Recent events in the Middle East have resulted in a surprising turnaround in U.S. policy toward Iran. A June 17, 2026 MOU has started a process of amelioration between the United States and Iran. On June 22, 2026, the United States issued General License X (GLX), which for 60 days, alleviates some of the most severe sanctions pending against Iran in relation to crude oil and petroleum products. Whether that leads to improved behavior by Iran, or is merely a one-time, short-term attempt at reconciliation, remains to be seen.
Since 1995, the United States has imposed sanctions on Iran’s petrochemical sector. The severity of the sanctions has grown over time, and have come to include not only primary sanctions, which prohibit U.S. persons from engaging in commercial activity with Iran, but also secondary sanctions, which extend certain prohibitions to non-U.S. persons, under pain of exclusion from the U.S. financial system. Principal authority for enforcing sanctions lies with the U.S. Treasury Department’s Office of Foreign Assets Control (OFAC).

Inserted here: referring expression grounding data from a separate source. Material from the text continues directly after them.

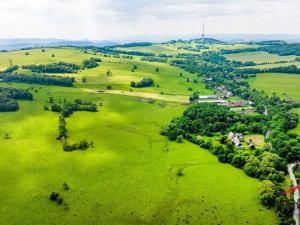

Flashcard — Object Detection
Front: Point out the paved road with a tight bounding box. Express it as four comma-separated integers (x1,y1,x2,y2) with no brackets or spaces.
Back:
288,163,299,225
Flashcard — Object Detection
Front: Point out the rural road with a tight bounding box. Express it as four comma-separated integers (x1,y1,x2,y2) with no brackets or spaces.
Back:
266,128,271,139
287,163,299,225
264,105,269,116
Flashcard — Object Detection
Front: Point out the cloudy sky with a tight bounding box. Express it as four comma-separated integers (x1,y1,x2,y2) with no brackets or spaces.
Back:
1,0,299,40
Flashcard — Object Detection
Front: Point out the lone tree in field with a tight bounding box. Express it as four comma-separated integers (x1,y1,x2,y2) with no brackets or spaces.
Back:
3,132,11,139
49,192,59,201
82,77,87,83
155,67,159,72
106,69,112,76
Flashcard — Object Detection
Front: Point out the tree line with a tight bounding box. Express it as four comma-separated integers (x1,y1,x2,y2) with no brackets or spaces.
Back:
220,41,300,56
22,62,81,73
21,57,101,74
49,98,98,151
141,56,168,63
0,74,75,87
0,87,33,112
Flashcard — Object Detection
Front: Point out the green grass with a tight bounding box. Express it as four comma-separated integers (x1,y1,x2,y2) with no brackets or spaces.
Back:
249,73,300,101
116,44,188,55
246,61,300,69
0,48,212,97
76,59,212,96
0,47,90,70
225,51,296,64
290,108,300,135
244,134,265,147
117,43,256,56
0,82,277,225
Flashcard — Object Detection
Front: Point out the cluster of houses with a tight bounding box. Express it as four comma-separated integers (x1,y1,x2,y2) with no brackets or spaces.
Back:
228,132,255,149
197,95,227,104
197,95,250,109
222,100,246,107
216,85,233,98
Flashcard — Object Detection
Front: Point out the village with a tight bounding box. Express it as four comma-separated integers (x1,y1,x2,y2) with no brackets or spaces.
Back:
197,84,256,114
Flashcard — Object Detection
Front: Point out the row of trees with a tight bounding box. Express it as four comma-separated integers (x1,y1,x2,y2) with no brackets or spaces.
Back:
63,140,90,151
22,62,81,73
2,65,19,73
219,41,300,56
141,56,168,63
51,98,98,151
0,74,75,87
96,47,155,57
0,87,33,100
50,99,97,117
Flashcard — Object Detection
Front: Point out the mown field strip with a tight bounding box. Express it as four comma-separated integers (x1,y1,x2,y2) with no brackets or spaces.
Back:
83,88,190,103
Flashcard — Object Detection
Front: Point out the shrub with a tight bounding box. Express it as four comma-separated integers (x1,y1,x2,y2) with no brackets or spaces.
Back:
130,78,154,88
49,192,59,201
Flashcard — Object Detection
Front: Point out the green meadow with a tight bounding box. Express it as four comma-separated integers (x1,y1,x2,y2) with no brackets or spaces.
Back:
0,46,284,225
225,51,296,64
0,82,277,225
116,43,192,55
0,48,212,98
116,42,255,56
249,73,300,101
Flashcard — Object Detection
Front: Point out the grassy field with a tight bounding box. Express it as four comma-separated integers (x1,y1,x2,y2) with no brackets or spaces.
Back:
0,48,212,97
249,73,300,101
290,108,300,135
0,45,282,225
0,81,277,225
116,43,191,55
225,51,296,64
0,48,89,70
244,134,265,147
117,43,256,56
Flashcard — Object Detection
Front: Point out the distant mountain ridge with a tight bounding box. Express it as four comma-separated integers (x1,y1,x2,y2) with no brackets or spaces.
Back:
0,38,118,51
1,34,300,51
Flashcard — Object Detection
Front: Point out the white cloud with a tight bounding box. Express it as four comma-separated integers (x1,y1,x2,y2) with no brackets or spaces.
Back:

Iran-related sanctions have been implemented, for the most part, through the Iranian Transactions and Sanctions Regulations, 31 C.F.R. § 560, and the Iranian Financial Sanctions Regulations, 31 C.F.R. § 561.
In 2015-16, the Obama administration entered into the Joint Comprehensive Plan of Action (JCPOA), under which the secondary sanctions against Iran were largely alleviated. In 2018, President Trump reinstated those sanctions. Since then, OFAC has actively enforced the sanctions, including secondary sanctions, against a variety of violators, including shipping companies, trading companies, other service providers, and specified individuals at those companies.
That has now changed. On June 22, 2026, OFAC issued General License X (GLX), authorizing certain transactions involving Iranian-origin crude oil, petrochemical products, and petroleum products through August 21, 2026. As reported in the New York Times, Treasury Secretary Scott Bessent stated this license was the result of “ongoing productive” talks with Iran. GLX specifically authorizes the importation of these products into the United States, along with related services such as safe docking and anchoring, preservation of health and safety of the crew, emergency repairs, environmental mitigation, vessel management, crewing, bunkering, piloting, insurance, classification, and salvage.
It has long been prohibited, even to non-U.S. persons, to transact with Iran using U.S. Dollars. GLX lifts that restriction and permits payment for these goods and services in U.S. Dollars to Iran, the Government of Iran, or a person or entity “blocked” under one or more specified sanctions programs. A “blocked” person (also referred to as a Specially Designated National or “SDN”) is a designated person or entity whose property and interests in property are blocked under a U.S. sanctions program. The newly-exempted SDNs include those designated under Iran-related, terrorism-related, weapons-proliferation, and Russia-related sanctions programs. The exemption is broad, but not unlimited. GLX expressly prohibits any transaction involving a person located in or organized under the laws of North Korea, Cuba, specified regions of Ukraine, or any entity owned or controlled by, or in a joint venture with such persons.
A U.S. person who seeks to rely on GLX should confirm that the proposed activity falls within the scope of GLX, should conduct the appropriate due diligence on counterparties and other transaction participants and beneficiaries, and should consult experienced sanctions counsel before proceeding.